At UNC, police increase patrols and discuss extra safety measures after recent attempted kidnapping and rumors of more rattle students
Sarah Clark* can recall the “typical Friday night” that changed her life forever.
“I was walking to my friend’s house, and I was even with a bunch of other girls,” said Sarah, a freshman at the University of North Carolina Chapel Hill.
The group headed down popular streets flanking the campus, a residential neighborhood peppered with shops, restaurants and pubs. The ladies laughed, checked their cell phones. Not a care in the world. It was just another Friday night in early November in their North Carolina college town.
As they walked, Sarah ended up out in front of her cluster of friends. It was then, out of nowhere, that a large man in dark clothing abruptly appeared. He grabbed Sarah’s upper body with one hand and pressed a gun against her stomach with the other.
Sarah says she remembers screaming and trying to push the man off with all the strength she could muster. Her attacker, undeterred, muttered what he planned to do to her as he kept his grip.
Sarah’s friends froze behind her, shock gripping them.
“It all happened so fast,” Sarah recalls.

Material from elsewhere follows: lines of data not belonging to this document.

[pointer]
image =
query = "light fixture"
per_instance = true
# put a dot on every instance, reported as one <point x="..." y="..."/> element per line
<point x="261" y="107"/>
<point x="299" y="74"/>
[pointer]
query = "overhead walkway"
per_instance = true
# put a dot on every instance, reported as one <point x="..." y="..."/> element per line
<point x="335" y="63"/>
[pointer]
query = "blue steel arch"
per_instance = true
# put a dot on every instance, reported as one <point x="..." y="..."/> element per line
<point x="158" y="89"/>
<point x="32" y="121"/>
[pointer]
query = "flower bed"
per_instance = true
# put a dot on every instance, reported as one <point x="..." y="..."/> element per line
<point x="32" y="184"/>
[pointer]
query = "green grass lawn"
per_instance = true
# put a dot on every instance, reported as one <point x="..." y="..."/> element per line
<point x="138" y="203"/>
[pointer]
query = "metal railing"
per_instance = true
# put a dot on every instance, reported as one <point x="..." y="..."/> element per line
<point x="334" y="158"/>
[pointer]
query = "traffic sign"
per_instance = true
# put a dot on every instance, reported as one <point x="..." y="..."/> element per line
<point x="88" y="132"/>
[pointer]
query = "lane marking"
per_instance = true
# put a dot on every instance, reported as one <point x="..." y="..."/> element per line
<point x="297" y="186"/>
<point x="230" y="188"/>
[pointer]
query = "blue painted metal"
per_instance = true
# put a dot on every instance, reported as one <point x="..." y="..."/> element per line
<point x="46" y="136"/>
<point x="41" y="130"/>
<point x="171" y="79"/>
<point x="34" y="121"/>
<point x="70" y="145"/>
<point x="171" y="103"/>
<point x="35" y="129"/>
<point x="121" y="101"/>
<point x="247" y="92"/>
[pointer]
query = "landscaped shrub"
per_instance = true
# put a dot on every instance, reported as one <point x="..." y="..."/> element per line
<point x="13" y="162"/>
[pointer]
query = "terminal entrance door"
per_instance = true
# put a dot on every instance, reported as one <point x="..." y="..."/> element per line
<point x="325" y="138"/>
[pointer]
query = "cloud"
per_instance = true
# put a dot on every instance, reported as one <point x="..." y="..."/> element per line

But a bright set of headlights coming down the street punctuated the scene. The driver, looking out his window, noticed what was going on. He slowed, shouted at Sarah and her friends to get in. Sarah knew she had to act. She wrestled free and sprinted to the car with her friends as her attacker disappeared into a dark patch of trees nearby.
A 911 call made by her friend suggests the passerby, something of a Good Samaritan, showed up right on time.
“There was somebody driving by in a car. We got in their car really quickly. But, the man came out of an alley with a gun and tried to grab us,” Sarah’s friend had told dispatchers.
A few hours after the attack, a campuswide warning from the university’s alert system warned of a “heavyset black male” in the area.
“The victim reported that the man had been armed with a silver handgun and attempted to force her into a white 2000 Mitsubishi Galant,” it continued.
The alert rattled students on their way home from a night of revelry. Soon after, Keith Robert Webster Jr. was arrested. He has since been charged with attempted kidnapping.
Sarah said her experience has taught her something like this can happen to anyone.
“It was just a typical Friday night,” she said. “I was walking to my friend’s house, and I was even with a bunch of other girls. Thankfully I wasn’t alone, but it really made me realize how easily we take our personal safety for granted.”
Some students say they believe criminal gangs near Chapel Hill have set their sights on college students.
That sentiment spread on campus late last month after a student apartment complex dispatched an email to residents about a possible security concern that a local “gang” had attempted to kidnap students. The email stated a social media post warned students to call 911 if they heard someone yelling “help me” outside, that it might be a deceptive trap to lure students outside.
Although the rumor remained unconfirmed, it stoked students’ fears further.
Meanwhile, campus police have upped foot patrols in the downtown district Thursday through Saturday nights, when most students are out. Officials also plan to review recommendations from campus safety groups.
Some community and student leaders have suggested on-campus cameras to deter criminal activity. Other ideas include more street-lighting and an improved nighttime transportation system.
All good ideas, but students must also remain vigilant, police say.
“These efforts should not lead people to take their personal safety less seriously,” Chris Blue, chief of the Chapel Hill police department, told The College Fix. “One of the things we have to remember is to not take our personal safety for granted.”
Blue said one of the best ways for students to stay safe is communication.
“The first and foremost golden rule is to always let people know where you are going,” he said. “It’s just a good practice.”
What’s more, it doesn’t hurt to have some sort of protection on hand, he added. For example, mace.
“It’s always smart to have some kind of self-defense tool,” he said. “Though, just like a gun, you should know how to use it and use it in compliance in the law. Be proficient with it. Always test it out.”
More sound advice? “Run like crazy.”
“People who are gifted and talented marksmen have difficulty hitting a moving target,” Blue said.
He also cited alcohol in the effort to keep students safe. Blue said drinking too much alcohol can interfere with mobility, reaction time and judgment.
“If you’re going out and drinking, always have someone responsible with you, whether it’s the designated sober friend or simply the friend who volunteers to stay the ‘most’ sober,” he said.
He also advocated having a light handy.
“A flashlight is always a good thing to have with you,” Chief Blue said. “If you don’t have one on you, you can always take advantage of the flashlight app that many smartphones enable.”
*Sarah Clark is a pseudonym. Image is a photo illustration.